A taxi dropped them off in the parking lot beside the El Cid Best Western hotel, where the four women found, as promised, the two clunkers they’d be driving home: a pale blue Chevy Caprice Classic and an older model, silver Honda Honda. For everyone’s peace of mind, Louise and Marjorie rode together in the Honda, while Pauline drove the Chevy with Elsie riding shotgun.
They drove north along Highway 1 following it into the coastal range. Eventually they turned onto a dirt road snaking off through hills covered with Manzanita and cactus. Half an hour later, the dirt road petered out into a stand of stunted oaks in a gully. The Chevy pulled in beside the Honda.

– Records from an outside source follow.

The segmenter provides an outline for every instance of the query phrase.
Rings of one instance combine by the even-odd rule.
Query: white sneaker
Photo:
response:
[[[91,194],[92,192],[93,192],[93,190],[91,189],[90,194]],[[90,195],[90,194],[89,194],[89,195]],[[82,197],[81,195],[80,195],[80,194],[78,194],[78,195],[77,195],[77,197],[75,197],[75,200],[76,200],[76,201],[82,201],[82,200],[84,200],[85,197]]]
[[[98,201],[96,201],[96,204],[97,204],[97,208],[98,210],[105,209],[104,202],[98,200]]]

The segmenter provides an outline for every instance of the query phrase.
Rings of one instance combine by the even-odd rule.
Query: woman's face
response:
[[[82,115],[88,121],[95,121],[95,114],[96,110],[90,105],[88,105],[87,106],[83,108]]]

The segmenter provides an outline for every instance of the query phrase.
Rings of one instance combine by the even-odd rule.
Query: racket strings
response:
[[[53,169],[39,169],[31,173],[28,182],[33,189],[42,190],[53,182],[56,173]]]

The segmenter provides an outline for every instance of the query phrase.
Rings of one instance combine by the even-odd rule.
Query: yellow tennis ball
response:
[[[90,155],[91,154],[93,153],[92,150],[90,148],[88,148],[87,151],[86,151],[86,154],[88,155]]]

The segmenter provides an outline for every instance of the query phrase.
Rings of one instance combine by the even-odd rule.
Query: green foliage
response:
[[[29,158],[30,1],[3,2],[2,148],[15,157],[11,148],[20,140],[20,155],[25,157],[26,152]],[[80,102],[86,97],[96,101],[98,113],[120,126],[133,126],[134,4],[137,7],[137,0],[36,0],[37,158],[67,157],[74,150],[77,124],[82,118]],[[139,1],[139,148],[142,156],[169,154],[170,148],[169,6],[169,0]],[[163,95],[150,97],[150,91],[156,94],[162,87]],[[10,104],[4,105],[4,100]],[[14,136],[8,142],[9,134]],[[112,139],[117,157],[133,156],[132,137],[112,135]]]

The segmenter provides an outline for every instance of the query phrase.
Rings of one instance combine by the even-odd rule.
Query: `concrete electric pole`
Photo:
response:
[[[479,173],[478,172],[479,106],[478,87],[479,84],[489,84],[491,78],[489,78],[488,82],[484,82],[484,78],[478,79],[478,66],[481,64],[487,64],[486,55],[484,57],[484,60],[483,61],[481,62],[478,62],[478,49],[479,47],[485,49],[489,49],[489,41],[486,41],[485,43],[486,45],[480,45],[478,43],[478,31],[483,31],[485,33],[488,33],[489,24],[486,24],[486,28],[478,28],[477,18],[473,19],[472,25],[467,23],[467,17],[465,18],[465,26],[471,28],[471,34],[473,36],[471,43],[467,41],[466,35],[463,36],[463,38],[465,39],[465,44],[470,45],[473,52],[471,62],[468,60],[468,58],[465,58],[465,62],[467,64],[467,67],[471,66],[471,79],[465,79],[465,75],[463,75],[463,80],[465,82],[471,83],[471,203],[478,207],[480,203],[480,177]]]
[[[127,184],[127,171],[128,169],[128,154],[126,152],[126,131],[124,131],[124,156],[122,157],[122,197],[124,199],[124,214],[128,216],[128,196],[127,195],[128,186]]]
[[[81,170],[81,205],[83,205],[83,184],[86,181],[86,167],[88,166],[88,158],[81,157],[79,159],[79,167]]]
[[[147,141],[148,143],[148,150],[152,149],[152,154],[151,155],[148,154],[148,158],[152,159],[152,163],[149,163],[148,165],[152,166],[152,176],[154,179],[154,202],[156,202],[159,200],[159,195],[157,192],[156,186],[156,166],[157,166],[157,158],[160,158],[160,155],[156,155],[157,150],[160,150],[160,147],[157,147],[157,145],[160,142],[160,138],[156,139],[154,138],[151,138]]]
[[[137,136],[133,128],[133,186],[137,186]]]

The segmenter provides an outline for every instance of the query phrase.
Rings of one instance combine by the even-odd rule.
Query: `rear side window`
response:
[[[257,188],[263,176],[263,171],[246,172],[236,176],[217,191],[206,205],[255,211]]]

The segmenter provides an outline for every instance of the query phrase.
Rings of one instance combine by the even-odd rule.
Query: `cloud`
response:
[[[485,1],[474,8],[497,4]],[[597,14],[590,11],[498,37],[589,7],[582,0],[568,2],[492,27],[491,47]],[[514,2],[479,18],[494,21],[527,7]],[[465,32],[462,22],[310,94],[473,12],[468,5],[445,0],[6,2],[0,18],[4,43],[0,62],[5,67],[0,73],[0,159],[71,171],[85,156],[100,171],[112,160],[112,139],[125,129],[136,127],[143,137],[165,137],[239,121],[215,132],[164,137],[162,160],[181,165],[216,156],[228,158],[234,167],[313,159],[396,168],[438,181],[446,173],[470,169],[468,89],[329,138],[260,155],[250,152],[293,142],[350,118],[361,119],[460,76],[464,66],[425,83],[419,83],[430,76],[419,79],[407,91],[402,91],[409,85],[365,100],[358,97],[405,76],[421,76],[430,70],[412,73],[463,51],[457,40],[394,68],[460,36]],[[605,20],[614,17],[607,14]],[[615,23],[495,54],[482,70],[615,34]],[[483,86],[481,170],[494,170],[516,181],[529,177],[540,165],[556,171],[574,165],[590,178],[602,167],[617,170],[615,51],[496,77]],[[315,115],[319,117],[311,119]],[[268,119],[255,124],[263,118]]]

Louise rolled down her window; the sudden heat made her dizzy. “We’re lost,” she mumbled as Pauline got out of the Chevy and walked around to the driver’s side of the Honda.
“Elsie thought she saw the turn-off about ten minutes before we took this one,” said Pauline, her bracelets jangled against the car door as she leaned in through the window. The heat never got her down.
“OK,” Louise said with a sigh, “let’s go back. You lead the way.” She turned the car around and followed the Chevy as it drove off in a cloud of dust.